One of the core skills of humans is to pattern match. We look at items on a graph and cannot help but see a trend. Most of the time the trend that we see is a straight line, sometimes are see a curve. In this age of Covid many of us have looked at charts and wished to see those early signs of a wave slowing down and the curve to head downwards once more.
The problem we have is that our need to see lines is so strong that we really struggle when things aren’t a line, we really dislike charts that are just a scattering of dots. The reality is, though, that many of the things that we look at are random, they are that scattering of dots without a clear concise line.

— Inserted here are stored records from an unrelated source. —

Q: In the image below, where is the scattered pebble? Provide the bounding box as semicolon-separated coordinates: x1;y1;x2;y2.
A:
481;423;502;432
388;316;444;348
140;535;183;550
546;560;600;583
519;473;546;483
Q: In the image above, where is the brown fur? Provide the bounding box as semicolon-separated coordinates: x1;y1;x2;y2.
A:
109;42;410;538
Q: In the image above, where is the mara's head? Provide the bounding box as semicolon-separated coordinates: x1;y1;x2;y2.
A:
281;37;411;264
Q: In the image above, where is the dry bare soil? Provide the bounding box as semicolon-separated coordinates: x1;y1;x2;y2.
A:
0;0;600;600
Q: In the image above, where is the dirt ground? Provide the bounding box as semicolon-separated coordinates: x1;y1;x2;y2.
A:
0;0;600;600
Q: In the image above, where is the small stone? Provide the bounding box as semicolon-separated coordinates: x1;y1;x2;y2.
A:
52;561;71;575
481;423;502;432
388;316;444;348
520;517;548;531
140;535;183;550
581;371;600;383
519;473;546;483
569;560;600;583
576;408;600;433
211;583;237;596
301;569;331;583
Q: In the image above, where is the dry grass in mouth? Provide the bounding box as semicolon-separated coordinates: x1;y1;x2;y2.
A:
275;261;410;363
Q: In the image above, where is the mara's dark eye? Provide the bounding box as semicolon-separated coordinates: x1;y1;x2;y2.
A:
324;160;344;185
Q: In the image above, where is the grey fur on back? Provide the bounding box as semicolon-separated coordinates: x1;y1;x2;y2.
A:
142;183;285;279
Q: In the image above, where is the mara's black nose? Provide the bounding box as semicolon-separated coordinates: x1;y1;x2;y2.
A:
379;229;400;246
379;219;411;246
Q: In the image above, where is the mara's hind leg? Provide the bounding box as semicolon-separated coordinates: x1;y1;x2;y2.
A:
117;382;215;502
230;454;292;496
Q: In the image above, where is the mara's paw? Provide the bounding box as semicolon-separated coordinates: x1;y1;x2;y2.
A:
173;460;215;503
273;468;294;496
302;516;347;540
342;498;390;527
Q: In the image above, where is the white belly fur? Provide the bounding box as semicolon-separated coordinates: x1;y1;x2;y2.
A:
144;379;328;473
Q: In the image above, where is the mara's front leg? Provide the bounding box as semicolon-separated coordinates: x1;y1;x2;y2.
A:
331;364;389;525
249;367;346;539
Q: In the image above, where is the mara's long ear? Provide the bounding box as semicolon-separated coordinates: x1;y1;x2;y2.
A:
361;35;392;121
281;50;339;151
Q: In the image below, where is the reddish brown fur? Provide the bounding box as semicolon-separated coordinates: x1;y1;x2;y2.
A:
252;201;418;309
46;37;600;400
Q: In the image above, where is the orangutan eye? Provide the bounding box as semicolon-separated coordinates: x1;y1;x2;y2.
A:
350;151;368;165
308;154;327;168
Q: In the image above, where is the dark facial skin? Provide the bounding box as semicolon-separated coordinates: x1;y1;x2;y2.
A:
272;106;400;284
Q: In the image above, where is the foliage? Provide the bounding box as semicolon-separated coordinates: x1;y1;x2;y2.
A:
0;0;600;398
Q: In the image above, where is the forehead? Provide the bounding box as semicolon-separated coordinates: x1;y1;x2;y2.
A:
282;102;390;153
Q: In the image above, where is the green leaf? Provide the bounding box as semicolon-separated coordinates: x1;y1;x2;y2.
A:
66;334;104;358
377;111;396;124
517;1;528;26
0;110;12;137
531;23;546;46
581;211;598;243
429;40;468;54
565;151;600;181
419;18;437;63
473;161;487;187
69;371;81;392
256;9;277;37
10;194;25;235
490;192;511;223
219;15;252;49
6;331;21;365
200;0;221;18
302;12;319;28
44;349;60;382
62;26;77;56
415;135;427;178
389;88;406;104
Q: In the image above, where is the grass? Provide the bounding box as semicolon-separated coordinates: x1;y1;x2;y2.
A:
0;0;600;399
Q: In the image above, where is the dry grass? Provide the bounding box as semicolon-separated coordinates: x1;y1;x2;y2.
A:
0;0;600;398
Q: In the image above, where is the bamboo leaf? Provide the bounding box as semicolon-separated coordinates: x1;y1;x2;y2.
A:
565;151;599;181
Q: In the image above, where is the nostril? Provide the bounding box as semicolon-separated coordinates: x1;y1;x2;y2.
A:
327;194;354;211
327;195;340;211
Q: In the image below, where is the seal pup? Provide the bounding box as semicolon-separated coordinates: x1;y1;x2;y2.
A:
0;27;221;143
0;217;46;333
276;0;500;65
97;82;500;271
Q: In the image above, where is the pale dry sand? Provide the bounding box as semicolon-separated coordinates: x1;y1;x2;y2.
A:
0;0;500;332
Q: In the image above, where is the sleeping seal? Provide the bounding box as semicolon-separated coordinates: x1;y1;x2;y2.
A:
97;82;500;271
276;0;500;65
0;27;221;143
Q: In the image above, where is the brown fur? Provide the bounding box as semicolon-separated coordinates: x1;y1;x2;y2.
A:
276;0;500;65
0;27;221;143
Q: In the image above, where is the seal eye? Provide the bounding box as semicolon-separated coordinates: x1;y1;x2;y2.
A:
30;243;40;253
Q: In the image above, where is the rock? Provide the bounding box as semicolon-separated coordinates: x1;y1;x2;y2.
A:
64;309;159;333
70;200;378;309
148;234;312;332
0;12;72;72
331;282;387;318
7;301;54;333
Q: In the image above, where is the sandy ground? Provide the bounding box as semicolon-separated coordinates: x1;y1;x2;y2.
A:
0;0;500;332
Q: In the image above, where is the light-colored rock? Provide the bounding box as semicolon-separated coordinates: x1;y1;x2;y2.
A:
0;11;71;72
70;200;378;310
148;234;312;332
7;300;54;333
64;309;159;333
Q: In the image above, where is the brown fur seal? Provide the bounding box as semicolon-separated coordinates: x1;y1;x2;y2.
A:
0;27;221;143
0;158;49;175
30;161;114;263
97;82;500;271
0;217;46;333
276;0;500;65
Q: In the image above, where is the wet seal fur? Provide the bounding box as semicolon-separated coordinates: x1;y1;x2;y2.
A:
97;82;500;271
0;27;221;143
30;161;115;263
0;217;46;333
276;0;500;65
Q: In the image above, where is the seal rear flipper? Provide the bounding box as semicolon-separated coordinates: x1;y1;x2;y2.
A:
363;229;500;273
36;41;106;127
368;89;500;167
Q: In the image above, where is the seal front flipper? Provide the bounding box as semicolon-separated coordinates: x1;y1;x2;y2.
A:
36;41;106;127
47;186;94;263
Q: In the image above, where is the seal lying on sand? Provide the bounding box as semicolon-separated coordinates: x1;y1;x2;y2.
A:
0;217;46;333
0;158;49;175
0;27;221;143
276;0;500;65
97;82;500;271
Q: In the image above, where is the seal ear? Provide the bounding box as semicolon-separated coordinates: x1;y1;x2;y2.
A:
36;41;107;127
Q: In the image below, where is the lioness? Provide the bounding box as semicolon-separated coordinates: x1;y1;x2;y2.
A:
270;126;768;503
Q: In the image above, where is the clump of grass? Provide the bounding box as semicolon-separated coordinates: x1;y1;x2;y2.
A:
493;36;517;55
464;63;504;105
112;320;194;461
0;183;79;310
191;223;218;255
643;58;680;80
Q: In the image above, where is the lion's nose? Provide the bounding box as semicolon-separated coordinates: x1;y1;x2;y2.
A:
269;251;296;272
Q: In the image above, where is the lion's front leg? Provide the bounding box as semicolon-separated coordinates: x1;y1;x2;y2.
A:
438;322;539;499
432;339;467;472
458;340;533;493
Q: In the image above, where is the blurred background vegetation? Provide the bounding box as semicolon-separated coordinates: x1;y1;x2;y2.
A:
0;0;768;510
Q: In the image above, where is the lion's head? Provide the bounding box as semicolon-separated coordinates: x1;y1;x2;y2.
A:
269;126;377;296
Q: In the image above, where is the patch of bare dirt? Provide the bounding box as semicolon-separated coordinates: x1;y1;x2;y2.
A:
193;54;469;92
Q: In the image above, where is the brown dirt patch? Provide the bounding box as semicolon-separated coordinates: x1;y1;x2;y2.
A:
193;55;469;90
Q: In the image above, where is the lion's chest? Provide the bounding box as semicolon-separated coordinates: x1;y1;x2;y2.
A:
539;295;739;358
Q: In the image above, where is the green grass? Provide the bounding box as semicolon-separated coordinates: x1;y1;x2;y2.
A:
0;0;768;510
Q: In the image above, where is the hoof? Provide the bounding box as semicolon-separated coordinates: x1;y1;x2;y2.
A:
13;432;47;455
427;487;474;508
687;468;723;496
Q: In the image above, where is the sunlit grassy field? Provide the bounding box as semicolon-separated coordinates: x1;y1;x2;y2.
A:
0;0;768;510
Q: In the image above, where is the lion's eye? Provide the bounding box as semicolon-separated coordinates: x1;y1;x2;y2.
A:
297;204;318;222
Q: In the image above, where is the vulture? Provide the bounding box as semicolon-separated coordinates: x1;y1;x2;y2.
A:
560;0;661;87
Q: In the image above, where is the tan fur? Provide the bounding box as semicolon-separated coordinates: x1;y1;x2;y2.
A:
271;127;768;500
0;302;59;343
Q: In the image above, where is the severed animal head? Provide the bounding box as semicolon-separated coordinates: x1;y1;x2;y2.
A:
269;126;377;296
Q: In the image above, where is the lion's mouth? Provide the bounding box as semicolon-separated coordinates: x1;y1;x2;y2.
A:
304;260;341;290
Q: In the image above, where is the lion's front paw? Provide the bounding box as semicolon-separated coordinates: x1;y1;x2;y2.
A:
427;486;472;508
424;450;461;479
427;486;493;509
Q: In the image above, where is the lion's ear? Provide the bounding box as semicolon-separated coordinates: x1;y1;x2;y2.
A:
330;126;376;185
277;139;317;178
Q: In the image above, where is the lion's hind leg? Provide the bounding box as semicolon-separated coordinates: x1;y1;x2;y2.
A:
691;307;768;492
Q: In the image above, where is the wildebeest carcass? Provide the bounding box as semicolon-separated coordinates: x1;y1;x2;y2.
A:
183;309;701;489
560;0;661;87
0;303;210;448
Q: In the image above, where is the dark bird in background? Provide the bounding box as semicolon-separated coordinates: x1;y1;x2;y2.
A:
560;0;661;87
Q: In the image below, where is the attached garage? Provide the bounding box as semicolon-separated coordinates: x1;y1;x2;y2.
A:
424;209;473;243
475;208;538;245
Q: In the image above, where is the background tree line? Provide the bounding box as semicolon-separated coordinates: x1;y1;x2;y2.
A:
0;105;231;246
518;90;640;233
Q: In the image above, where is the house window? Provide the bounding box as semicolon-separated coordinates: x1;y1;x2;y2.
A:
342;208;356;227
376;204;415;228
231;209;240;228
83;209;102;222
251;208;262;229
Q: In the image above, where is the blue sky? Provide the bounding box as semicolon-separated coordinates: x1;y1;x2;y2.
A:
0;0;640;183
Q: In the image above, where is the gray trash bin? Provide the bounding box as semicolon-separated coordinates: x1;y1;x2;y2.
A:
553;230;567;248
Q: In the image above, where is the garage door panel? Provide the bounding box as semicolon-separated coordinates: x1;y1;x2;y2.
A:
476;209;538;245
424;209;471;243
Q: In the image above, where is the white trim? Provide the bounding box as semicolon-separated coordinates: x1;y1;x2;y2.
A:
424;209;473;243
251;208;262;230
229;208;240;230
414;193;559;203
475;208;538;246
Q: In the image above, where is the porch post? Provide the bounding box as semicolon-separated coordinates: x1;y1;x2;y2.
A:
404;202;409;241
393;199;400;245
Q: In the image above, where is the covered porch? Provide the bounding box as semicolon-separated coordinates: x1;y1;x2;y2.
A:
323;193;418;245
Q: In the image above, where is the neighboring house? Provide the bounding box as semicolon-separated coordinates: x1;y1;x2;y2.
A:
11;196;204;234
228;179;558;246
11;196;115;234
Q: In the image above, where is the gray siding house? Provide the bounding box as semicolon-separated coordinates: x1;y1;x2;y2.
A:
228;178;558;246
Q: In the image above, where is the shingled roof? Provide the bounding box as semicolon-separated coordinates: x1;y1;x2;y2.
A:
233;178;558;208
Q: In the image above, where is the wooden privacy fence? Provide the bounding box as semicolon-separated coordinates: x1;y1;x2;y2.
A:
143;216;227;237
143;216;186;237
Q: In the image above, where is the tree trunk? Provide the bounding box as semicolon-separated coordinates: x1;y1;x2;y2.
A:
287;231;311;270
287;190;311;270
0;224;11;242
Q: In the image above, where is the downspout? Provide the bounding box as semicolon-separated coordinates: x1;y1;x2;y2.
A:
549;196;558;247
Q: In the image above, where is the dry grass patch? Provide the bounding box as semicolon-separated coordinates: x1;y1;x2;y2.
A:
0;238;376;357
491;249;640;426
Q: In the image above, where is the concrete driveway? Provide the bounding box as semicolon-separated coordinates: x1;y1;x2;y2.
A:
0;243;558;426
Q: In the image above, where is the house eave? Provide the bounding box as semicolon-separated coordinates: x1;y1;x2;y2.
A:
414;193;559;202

Beware of seeing lines where they don’t exist.
It’s all about context
Number don’t stand on their own, they exist within a framework of time and place. They are influenced by the way that we create them. We like to make numbers neat and tidy, even when they aren’t. Every number is an interpretation of the person who created it. The things that we exclude say as much about the data as the things that we include.
Without understanding the context in which a set of numbers have been created we can’t derive any true meaning.
The problem that I see, so often, is that the context is hidden and opaque.
It falls upon those of us who produce numbers to make sure that we explain their meaning illuminated by the context in which they were created.
The problem with memes is that they often hide that context, that’s one of the reasons why they are difficult to stop.
Anyway, I’m off to delve deep into an Excel spreadsheet to work out whether we should include the peanuts, or not.
Header Image: This is Small Water which is tucked between Harter Fell and Mardale Ill Bell on a glorious day in the hills. Alongside it runs the Nan Bield Pass which links together the remote communities of Mardale and Kentdale which would, otherwise, be a very long walk around. I have no idea why it’s called Nan Bield Pass, or whether Nan Bield was a person or is describing a feature.